Saban dua bulan pascatanam padi di tiap tahunnya, petani di Jorong Sonsang menghantarkan doa, makan bersama, dengan tujuan hama berlalu, padi tumbuh berisi, dan panen yang melimpah.
Orang-orang Sonsang menamainya kiramaik, ritual meminta kepada Sang Pencipta agar padi tumbuh kembang tanpa ada gangguan.

Sonsang ialah jorong yang masuk teritorial Nagari Koto Tangah, Kecamatan Tilatang Kamang, Kabupaten Agam, sekitar 20 kilometer dari Kota Bukittinggi.

Wali Jorong Sonsang Yul Maison menyebutkan luas total sawah di Sonsang lebih kurang 86 hektare. Sawah yang luas menjadi sumbu ekonomi warga Sonsang. Sebab itu, padi yang tumbuh di atasnya adalah segalanya bagi masyarakat Sonsang. "Sebanyak 85% dari 800 jiwa masyarakat Sonsang adalah petani," ujar Yul.

Sebagian besar petani di Sonsang menanam padi varietas kuriak kusuik. Namun, saat ini juga ada yang mulai menanam varietas putih. Bila hama ramah, dikatakan Yul, panen padi sekitar 100 belek (seperti kotak suara KPU) per hektare. Selain untuk konsumsi, padi dijual.

"Biaya sehari-hari dan sekolah anak, sebagian bersumber dari hasil penjualan padi," jelas Yul yang juga seorang petani.
Yul mengatakan, dari total luas sawah sekitar 86 hektare, hanya seperempat yang teraliri irigasi. Selebihnya berharap belas kasih pasokan air dari langit. "Sebagian sawah di sini sawah banda langik (tadah hujan)," tukas Yul.

Seret air hanya sebagian kecil nelangsa petani Sonsang. Hama juga momok karena bisa memupus asa akan hasil panen yang melimpah. Itu menjadi alasan masyarakat Sonsang menggelar kiramaik. Sejarahnya pun berakar dari malapetaka seabad yang lalu. "Kiramaik itu pusaka nenek moyang. Sudah mentradisi," ujar Yul.

Sejarah kiramaik tidak bisa dilepaskan dari Tarekat Naqsyabandiyyah.
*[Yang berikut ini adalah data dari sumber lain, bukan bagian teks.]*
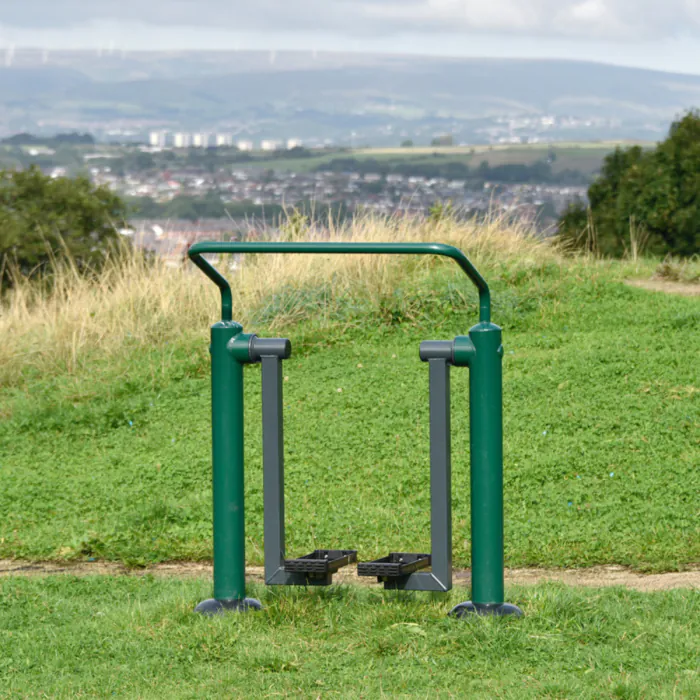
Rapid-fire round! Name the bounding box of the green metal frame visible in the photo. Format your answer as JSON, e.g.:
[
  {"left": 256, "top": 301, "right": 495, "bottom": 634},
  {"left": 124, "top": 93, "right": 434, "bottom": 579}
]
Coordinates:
[
  {"left": 189, "top": 241, "right": 492, "bottom": 324},
  {"left": 188, "top": 241, "right": 521, "bottom": 617}
]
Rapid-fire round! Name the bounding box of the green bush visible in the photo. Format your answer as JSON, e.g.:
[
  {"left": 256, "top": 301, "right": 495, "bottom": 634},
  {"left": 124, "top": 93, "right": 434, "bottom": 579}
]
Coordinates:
[
  {"left": 0, "top": 166, "right": 128, "bottom": 287},
  {"left": 558, "top": 111, "right": 700, "bottom": 257}
]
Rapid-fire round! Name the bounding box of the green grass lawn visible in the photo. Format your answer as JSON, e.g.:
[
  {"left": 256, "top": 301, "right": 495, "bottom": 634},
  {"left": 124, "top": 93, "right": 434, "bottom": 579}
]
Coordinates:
[
  {"left": 0, "top": 576, "right": 697, "bottom": 698},
  {"left": 1, "top": 253, "right": 698, "bottom": 698},
  {"left": 1, "top": 260, "right": 697, "bottom": 571}
]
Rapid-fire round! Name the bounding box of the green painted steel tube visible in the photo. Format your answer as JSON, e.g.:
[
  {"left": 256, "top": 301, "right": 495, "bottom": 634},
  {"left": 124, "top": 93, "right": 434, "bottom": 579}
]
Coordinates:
[
  {"left": 188, "top": 241, "right": 491, "bottom": 323},
  {"left": 191, "top": 251, "right": 234, "bottom": 322},
  {"left": 468, "top": 322, "right": 505, "bottom": 605},
  {"left": 210, "top": 321, "right": 247, "bottom": 601}
]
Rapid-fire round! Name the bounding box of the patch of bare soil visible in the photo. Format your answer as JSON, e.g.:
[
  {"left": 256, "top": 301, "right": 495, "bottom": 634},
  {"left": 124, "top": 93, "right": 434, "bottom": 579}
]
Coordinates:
[
  {"left": 1, "top": 560, "right": 698, "bottom": 592},
  {"left": 502, "top": 566, "right": 700, "bottom": 592},
  {"left": 625, "top": 279, "right": 700, "bottom": 296}
]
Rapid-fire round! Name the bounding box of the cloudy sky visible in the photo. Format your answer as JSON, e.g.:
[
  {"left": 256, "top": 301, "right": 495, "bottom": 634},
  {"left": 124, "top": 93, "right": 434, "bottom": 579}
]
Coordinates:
[{"left": 0, "top": 0, "right": 699, "bottom": 74}]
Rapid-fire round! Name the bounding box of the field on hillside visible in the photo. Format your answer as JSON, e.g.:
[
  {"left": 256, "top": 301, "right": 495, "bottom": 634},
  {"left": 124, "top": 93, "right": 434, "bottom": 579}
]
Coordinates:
[
  {"left": 0, "top": 141, "right": 636, "bottom": 180},
  {"left": 239, "top": 142, "right": 633, "bottom": 175}
]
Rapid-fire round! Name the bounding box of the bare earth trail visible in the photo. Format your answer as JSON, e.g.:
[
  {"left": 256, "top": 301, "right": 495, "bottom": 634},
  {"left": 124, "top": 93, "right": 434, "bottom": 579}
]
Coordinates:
[
  {"left": 2, "top": 560, "right": 698, "bottom": 592},
  {"left": 625, "top": 279, "right": 700, "bottom": 296}
]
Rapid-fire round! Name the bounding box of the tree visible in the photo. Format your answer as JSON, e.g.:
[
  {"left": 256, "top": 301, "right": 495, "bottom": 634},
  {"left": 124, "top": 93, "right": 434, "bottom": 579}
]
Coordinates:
[
  {"left": 431, "top": 134, "right": 454, "bottom": 147},
  {"left": 133, "top": 151, "right": 155, "bottom": 171},
  {"left": 1, "top": 132, "right": 95, "bottom": 146},
  {"left": 0, "top": 167, "right": 128, "bottom": 286},
  {"left": 558, "top": 111, "right": 700, "bottom": 257},
  {"left": 401, "top": 139, "right": 414, "bottom": 148}
]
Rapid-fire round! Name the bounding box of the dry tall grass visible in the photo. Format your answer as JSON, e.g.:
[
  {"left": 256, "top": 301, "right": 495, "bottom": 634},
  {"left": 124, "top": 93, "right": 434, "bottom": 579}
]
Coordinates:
[{"left": 0, "top": 213, "right": 556, "bottom": 387}]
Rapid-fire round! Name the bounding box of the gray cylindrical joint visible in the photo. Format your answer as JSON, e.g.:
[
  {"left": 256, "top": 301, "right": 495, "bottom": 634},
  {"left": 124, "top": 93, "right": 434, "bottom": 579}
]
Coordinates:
[
  {"left": 250, "top": 337, "right": 292, "bottom": 362},
  {"left": 420, "top": 340, "right": 453, "bottom": 363}
]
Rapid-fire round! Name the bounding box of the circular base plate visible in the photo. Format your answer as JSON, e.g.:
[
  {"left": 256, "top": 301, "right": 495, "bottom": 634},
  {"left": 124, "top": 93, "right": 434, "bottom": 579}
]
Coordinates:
[
  {"left": 195, "top": 598, "right": 263, "bottom": 616},
  {"left": 449, "top": 602, "right": 523, "bottom": 618}
]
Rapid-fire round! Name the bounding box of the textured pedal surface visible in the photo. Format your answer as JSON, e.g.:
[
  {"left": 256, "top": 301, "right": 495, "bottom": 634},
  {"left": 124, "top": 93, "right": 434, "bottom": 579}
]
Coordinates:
[
  {"left": 284, "top": 549, "right": 358, "bottom": 574},
  {"left": 357, "top": 553, "right": 431, "bottom": 578}
]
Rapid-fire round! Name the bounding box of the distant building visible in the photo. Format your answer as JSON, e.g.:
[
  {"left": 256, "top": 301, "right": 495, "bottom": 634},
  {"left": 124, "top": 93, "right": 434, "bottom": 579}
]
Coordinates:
[
  {"left": 261, "top": 139, "right": 282, "bottom": 151},
  {"left": 173, "top": 132, "right": 191, "bottom": 148},
  {"left": 192, "top": 132, "right": 212, "bottom": 148},
  {"left": 216, "top": 133, "right": 233, "bottom": 147},
  {"left": 27, "top": 146, "right": 56, "bottom": 157},
  {"left": 287, "top": 138, "right": 303, "bottom": 149},
  {"left": 237, "top": 139, "right": 254, "bottom": 151},
  {"left": 149, "top": 130, "right": 170, "bottom": 148}
]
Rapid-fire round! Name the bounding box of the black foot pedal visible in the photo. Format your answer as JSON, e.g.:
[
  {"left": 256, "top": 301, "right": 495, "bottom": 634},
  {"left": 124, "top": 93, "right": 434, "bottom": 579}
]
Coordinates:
[
  {"left": 357, "top": 553, "right": 431, "bottom": 580},
  {"left": 284, "top": 550, "right": 357, "bottom": 585}
]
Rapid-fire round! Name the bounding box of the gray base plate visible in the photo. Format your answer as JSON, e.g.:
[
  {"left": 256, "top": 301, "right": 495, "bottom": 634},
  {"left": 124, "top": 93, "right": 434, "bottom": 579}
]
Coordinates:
[
  {"left": 195, "top": 598, "right": 263, "bottom": 616},
  {"left": 449, "top": 602, "right": 523, "bottom": 618}
]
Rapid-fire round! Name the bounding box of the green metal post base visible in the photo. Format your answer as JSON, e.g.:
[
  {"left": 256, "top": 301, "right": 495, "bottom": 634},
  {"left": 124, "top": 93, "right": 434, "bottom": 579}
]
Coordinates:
[
  {"left": 448, "top": 601, "right": 523, "bottom": 618},
  {"left": 195, "top": 598, "right": 262, "bottom": 616}
]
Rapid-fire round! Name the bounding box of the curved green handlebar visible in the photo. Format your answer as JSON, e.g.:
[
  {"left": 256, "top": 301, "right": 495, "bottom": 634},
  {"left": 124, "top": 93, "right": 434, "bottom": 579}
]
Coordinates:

Seperti yang diutarakan Inyiak Mareko, upacara kiramaik lahir dari permintaan masyarakat Sonsang kepada seorang mursyid Tarekat Naqsyabandiyyah.

Kiramaik merupakan bahasa Minang dari kata 'keramat'. Secara definisi keramat ialah suci dan dapat mengadakan sesuatu di luar kemampuan manusia biasa karena ketakwaannya kepada Tuhan (tentang orang yang bertakwa).

Begitu juga dengan kiramaik di Sonsang. Menurut Inyiak Eko, kiramaik ada dalam Alquran, yakni karomah. Kiramaik itu doa, bukan sihir. Ia dimiliki wali-wali Allah, bukan nabi atau rasul yang sungguh-sungguh mengerjakan syariat-Nya dengan mujahadah yang kuat sehingga sampai pada derajat wali.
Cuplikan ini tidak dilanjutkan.